6.3 Provider Configuration
A providers table stores the billing mode, primary data source, and any special handling (tiers, free allowances, currency) for each provider. The frontend reads this to choose appropriate card visuals and alert types.
6.4 Alerts
Alerts are stored with:
- Alert type, provider, service, model, project
- Time window (start/end)
- Actual measured value and threshold
- Status:
open,ack,closed - Details (JSONB) with free-form explanation
This table also serves as a risk log for later review.
7. Alert Types
Phase 1 Alerts
-
Cost spike (absolute) -- any rolling 1-hour window where cost exceeds a configurable threshold, per provider and globally.
-
Token explosion (LLMs) -- single request whose
total_tokensexceeds a configured limit (e.g. 128k tokens) or is more than N times the recent median for that project. -
Usage burst -- requests per minute jump above a threshold for a provider or project (e.g. SMS storm, runaway agent loop).
-
Error-rate anomaly -- error percentage over a rolling window exceeds a threshold (e.g. >10% of calls failing), signalling provider issues or bad configs.
Alert Delivery
- Notifications via Reggie (SMS/email) to Brett, Sean, Ami, Richelle.
- Severe alerts may auto-pause a provider key or feature if the provider supports a programmatic stop/pause/rotate.
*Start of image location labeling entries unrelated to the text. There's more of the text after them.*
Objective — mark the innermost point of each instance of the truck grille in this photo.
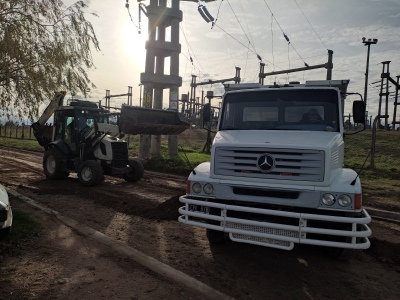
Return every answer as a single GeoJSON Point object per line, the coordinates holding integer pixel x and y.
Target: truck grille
{"type": "Point", "coordinates": [289, 164]}
{"type": "Point", "coordinates": [120, 154]}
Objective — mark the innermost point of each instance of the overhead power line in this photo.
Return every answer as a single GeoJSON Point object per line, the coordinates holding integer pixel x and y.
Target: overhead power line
{"type": "Point", "coordinates": [284, 34]}
{"type": "Point", "coordinates": [310, 25]}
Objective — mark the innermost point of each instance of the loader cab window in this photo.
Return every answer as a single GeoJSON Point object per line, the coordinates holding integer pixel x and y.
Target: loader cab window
{"type": "Point", "coordinates": [65, 128]}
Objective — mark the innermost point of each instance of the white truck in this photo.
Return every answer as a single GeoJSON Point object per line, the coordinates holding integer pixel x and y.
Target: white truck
{"type": "Point", "coordinates": [276, 175]}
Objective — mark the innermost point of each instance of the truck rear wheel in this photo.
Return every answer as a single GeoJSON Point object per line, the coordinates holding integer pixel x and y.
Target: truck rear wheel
{"type": "Point", "coordinates": [90, 173]}
{"type": "Point", "coordinates": [136, 172]}
{"type": "Point", "coordinates": [53, 164]}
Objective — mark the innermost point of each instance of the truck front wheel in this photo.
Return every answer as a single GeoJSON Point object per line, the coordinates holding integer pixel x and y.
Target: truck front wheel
{"type": "Point", "coordinates": [90, 173]}
{"type": "Point", "coordinates": [136, 171]}
{"type": "Point", "coordinates": [53, 164]}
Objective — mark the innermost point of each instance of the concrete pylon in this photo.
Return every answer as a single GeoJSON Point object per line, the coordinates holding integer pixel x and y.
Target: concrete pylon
{"type": "Point", "coordinates": [161, 18]}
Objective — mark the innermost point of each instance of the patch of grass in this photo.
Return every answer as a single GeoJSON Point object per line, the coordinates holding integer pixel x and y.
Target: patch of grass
{"type": "Point", "coordinates": [23, 227]}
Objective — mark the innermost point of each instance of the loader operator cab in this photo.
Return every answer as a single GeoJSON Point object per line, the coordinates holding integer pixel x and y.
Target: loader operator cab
{"type": "Point", "coordinates": [72, 123]}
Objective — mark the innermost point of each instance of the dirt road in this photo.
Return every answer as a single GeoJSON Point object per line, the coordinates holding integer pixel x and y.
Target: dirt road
{"type": "Point", "coordinates": [62, 264]}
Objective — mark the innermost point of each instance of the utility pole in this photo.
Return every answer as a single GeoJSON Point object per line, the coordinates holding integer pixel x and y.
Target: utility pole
{"type": "Point", "coordinates": [368, 43]}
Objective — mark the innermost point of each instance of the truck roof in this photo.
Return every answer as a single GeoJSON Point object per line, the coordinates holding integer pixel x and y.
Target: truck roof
{"type": "Point", "coordinates": [340, 84]}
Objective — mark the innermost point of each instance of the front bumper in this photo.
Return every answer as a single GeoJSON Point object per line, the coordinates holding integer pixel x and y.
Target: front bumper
{"type": "Point", "coordinates": [277, 228]}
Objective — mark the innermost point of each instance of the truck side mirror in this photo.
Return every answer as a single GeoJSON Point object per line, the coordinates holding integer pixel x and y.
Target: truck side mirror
{"type": "Point", "coordinates": [207, 112]}
{"type": "Point", "coordinates": [359, 112]}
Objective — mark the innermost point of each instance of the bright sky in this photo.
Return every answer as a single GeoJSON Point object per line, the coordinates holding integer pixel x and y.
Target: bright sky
{"type": "Point", "coordinates": [245, 28]}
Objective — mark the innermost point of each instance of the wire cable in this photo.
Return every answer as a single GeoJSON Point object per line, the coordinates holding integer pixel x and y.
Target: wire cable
{"type": "Point", "coordinates": [310, 25]}
{"type": "Point", "coordinates": [284, 34]}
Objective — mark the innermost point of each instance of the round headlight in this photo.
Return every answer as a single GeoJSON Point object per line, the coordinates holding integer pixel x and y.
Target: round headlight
{"type": "Point", "coordinates": [208, 189]}
{"type": "Point", "coordinates": [196, 187]}
{"type": "Point", "coordinates": [328, 199]}
{"type": "Point", "coordinates": [344, 200]}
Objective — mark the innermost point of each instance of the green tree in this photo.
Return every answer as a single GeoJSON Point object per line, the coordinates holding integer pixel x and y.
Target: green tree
{"type": "Point", "coordinates": [44, 47]}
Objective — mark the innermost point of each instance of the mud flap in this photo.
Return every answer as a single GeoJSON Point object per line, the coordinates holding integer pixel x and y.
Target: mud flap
{"type": "Point", "coordinates": [140, 120]}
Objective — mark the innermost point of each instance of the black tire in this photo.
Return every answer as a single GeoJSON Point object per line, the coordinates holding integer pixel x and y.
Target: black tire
{"type": "Point", "coordinates": [90, 173]}
{"type": "Point", "coordinates": [136, 171]}
{"type": "Point", "coordinates": [215, 236]}
{"type": "Point", "coordinates": [53, 164]}
{"type": "Point", "coordinates": [341, 254]}
{"type": "Point", "coordinates": [4, 233]}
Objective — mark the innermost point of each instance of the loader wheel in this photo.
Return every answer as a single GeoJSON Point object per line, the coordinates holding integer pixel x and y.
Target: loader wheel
{"type": "Point", "coordinates": [53, 165]}
{"type": "Point", "coordinates": [136, 172]}
{"type": "Point", "coordinates": [90, 173]}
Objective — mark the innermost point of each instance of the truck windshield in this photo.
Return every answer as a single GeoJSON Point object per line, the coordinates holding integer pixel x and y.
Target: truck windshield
{"type": "Point", "coordinates": [283, 109]}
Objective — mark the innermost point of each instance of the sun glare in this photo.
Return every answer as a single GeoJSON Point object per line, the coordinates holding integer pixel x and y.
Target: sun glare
{"type": "Point", "coordinates": [134, 45]}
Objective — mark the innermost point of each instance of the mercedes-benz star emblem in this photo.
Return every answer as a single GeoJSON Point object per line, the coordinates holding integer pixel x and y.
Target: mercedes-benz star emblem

- Alert text explains what was detected, what was done automatically, and how to revert in settings.
Alert Evaluation
A periodic background job (every 5 minutes) scans usage events and provider tables to evaluate alert rules, writes triggered alerts to the alerts table, and dispatches notifications.
8. Frontend Layout
TOKENWATCH lives under Finance in the admin sidebar and should feel like a live monitoring console, not a static report.
8.1 Header and Filters
- Date range selector: Today, Yesterday, Last 7 days, Last month, arbitrary month, calendar year, Australian financial year
- Provider multi-select filter
- Optional project/context filter (feature/agent name)
8.2 Hero Metrics Row
- Total cost (AUD) for the selected period
- Total LLM tokens (input + output)
- Total non-token units (SMS messages, voice minutes, video minutes)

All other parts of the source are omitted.